I recently heard two preachers preach the same message on the same portion of Scripture with the same illustrations to the same congregation just two Sundays apart. The exact styling of the messages differed: one was evangelistic; the other, pastoral. Nonetheless, both began with the same illustration and developed the passage in similar fashion, with matching phrases appearing throughout.

As one who works in literary criticism, I couldn’t help exercising my critical skills while listening to the two preachers. Did the one pick up his material from the other? That might be the case, since the two know each other. Or did their similar sermons derive from a common source? I concluded that that was more likely, simply because they were classmates and graduates of the same theological college—not the one where I teach, but one I know fairly well.

Concluding that the two sermons probably stemmed from some common sermonic source, with each preacher restyling what he had heard in terms of his own perspectives and purposes, my mind wandered back to what I knew of the professors at the graduate school where the two preachers received their formal training. My guess was that one of two possible professors at that school might very well have been the source on whom the preachers depended. In fact, I even tried to reconstruct how that particular professor himself might have preached from the same passage—wondering, in addition, from what sources he would have drawn his material.

I confess that during the second sermon my mind was not entirely focused on the content of the sermon, which I felt I knew already, but on how each of the two preachers restyled the material he presented—that is, on their agreements of presentation and their differences. It became for me a bit of “redactional” detective work.

Making The Tradition Our Own

In the midst of my analytical musings, however, two matters suddenly dawned on me. First, I had to ask myself: Is this not something similar to what we have in our canonical Gospels, especially the three synoptic Gospels, but also the fourth Gospel? For in the four Gospels we are given the basic traditions about Jesus of Nazareth, yet with each of the evangelists styling those traditions in terms of his own perspectives and purposes so as to meet the needs of his own audience. Thus New Testament scholars believe it possible to analyze the portrayals of the four evangelists separately on a literary basis, yet also to study the person and work of Jesus of Nazareth as a separable topic on its own historically.

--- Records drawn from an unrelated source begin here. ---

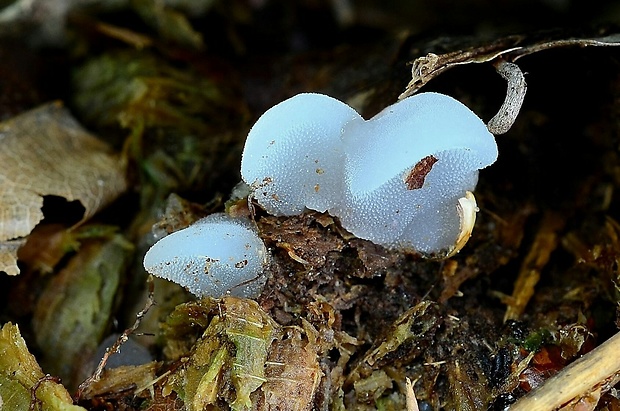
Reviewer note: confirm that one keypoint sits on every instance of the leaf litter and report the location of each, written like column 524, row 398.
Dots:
column 344, row 324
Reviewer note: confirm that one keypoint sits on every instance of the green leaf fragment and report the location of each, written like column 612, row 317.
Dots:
column 21, row 378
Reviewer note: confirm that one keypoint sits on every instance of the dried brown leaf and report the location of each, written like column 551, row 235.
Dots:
column 46, row 152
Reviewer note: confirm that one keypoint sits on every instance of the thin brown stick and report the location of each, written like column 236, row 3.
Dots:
column 574, row 380
column 515, row 93
column 119, row 342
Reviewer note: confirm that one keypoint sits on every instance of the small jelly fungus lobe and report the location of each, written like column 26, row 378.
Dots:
column 216, row 256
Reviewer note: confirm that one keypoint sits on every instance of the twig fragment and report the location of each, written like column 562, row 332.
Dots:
column 515, row 93
column 119, row 342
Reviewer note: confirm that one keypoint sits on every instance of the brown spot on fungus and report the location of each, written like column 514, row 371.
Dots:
column 415, row 178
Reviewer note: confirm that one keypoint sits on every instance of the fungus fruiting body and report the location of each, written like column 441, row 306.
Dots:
column 214, row 256
column 293, row 155
column 397, row 179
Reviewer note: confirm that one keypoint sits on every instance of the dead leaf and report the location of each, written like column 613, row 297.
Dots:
column 45, row 152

A second question I found myself asking was this: Is this not what we as Christians are called on to do continually, both in our verbal proclamation and in our lifestyle? For having based our lives on the apostolic tradition as to what God has done historically through Jesus Christ, we, too, are called on to proclaim and contextualize that tradition as best we are able in varying cultures and situations.

The two preachers I heard—one of whom I consider a friend (and, I trust, after this column will still think of me as a friend) and the other an acquaintance—taught me a couple of vital lessons. Of course, they taught me about human frailty, but this I knew already from my own experience. More than that, they inadvertently taught me something about the nature of the Christian tradition incorporated in our canonical Gospels, and they taught me something about that same tradition incarnated in our preaching and living today. Admittedly, the parallels are not exact. But they are close enough to say something significant about redacting the tradition both in Scripture and in our own witness today.